La décision du Canada de choisir l’entreprise allemande Thyssenkrupp Marine Systems (TKMS) pour construire jusqu’à 12 nouveaux sous-marins envoie un message clair au reste du monde quant à l’approche du Canada en matière de défense, selon l’analyste et chercheur naval Ken Hansen.
«Cela montre que nous sommes sérieux et que nous sommes en marche», a expliqué M. Hansen, commandant à la retraite de la Marine royale canadienne.
Ce texte est une traduction d’un article de CTV News.
Halifax jouera un rôle essentiel dans la stratégie sous-marine du Canada à l’avenir, a ajouté M. Hansen. Le premier ministre Mark Carney a annoncé lundi que ce partenariat créera bien plus de 100 000 emplois bien rémunérés partout au pays, et M. Hansen a précisé que plus de la moitié d’entre eux se trouveront à Halifax.
«C’est une nouvelle économique fantastique pour la Ville», a-t-il dit. «Cela me rappelle Edmonton au début du boom pétrolier en Alberta.»
Le premier ministre de la Nouvelle-Écosse, Tim Houston, s’est joint à Mark Carney pour cette annonce majeure au chantier naval HMC de Halifax.
«Notre province jouera un rôle central, aux côtés de la Colombie-Britannique, pour assurer le soutien de ces sous-marins tout au long de leur cycle de vie. Six sous-marins seront entretenus et réparés à Halifax», a-t-il dit dans un communiqué. «Cela générera des milliards de dollars d’investissements dans notre région, créera de nouvelles perspectives de carrière pour les Néo-Écossais à la recherche d’un emploi stable et stimulera fortement la demande pour les chaînes d’approvisionnement nationales.»
Ken Hansen s’attend à ce que le déploiement des sous-marins soit progressif et qu’il faille des années avant que les nouveaux sous-marins n’apparaissent dans le port d’Halifax.
«La première chose que les gens verront, ce sera le développement des infrastructures», a-t-il précisé, en faisant référence aux travaux visant à renforcer la présence de la Marine dans une ville dont la tradition navale remonte à près de trois siècles.
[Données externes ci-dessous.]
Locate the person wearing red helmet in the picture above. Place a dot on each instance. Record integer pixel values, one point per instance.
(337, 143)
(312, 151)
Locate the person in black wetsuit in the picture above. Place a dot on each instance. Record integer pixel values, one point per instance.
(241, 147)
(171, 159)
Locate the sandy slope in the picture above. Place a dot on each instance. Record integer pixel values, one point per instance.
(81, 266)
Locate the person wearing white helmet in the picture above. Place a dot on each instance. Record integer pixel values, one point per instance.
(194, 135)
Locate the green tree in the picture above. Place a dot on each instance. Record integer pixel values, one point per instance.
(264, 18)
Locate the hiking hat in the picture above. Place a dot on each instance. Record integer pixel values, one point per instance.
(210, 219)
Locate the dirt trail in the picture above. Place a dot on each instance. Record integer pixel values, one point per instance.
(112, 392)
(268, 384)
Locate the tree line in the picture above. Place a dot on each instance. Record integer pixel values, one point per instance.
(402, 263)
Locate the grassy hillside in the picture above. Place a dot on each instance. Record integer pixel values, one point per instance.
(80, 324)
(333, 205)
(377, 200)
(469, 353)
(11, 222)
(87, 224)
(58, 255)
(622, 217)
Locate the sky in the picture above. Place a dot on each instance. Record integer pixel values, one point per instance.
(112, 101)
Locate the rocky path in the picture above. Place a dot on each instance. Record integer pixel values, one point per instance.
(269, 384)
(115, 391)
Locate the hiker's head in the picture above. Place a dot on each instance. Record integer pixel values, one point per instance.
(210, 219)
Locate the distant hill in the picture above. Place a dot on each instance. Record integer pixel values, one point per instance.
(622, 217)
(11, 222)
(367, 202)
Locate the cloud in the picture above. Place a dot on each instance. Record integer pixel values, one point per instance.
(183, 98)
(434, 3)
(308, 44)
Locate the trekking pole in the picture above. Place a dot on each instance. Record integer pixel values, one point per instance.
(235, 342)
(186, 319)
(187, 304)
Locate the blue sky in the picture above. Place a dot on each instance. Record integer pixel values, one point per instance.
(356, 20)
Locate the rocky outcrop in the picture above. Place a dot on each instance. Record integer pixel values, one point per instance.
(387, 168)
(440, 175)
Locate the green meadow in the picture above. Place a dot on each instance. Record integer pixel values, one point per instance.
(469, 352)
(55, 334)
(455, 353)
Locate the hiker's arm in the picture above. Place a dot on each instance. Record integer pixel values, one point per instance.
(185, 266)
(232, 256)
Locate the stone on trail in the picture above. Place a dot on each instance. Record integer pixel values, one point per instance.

Cette annonce du premier ministre survient à un moment où Halifax connaît une croissance démographique récente et où l’industrie de la construction navale connaît un essor, produisant des navires pour la Marine et la Garde côtière.
«C’est une bonne chose pour Halifax, et cela contribue à nous remettre sur la carte», a expliqué le professeur d’université Ed McHugh, qui a également travaillé au Collège communautaire de la Nouvelle-Écosse pendant 25 ans.
M. McHugh a indiqué que la construction d’une nouvelle flotte de sous-marins nécessiterait un afflux de main-d’œuvre, et qu’il ne serait pas surpris si les jeunes de la Nouvelle-Écosse s’orientaient vers des programmes de formation aux métiers spécialisés à l’avenir, sachant que des possibilités d’emploi seront disponibles.
«Si je devais me projeter dans l’avenir et prévoir où je pourrais trouver un emploi tout en restant dans le Canada atlantique, j’examinerais de près les programmes de formation professionnelle», a soutenu celui qui enseigne à temps partiel dans trois universités : Saint Mary’s, Dalhousie et Mount Saint Vincent.
Des questions se posent quant à l’emplacement de la nouvelle installation de construction de sous-marins. Le littoral d’Halifax compte déjà de nombreux navires et bâtiments de la Marine, ce qui signifie que d’autres emplacements de part et d’autre du port d’Halifax devront être envisagés.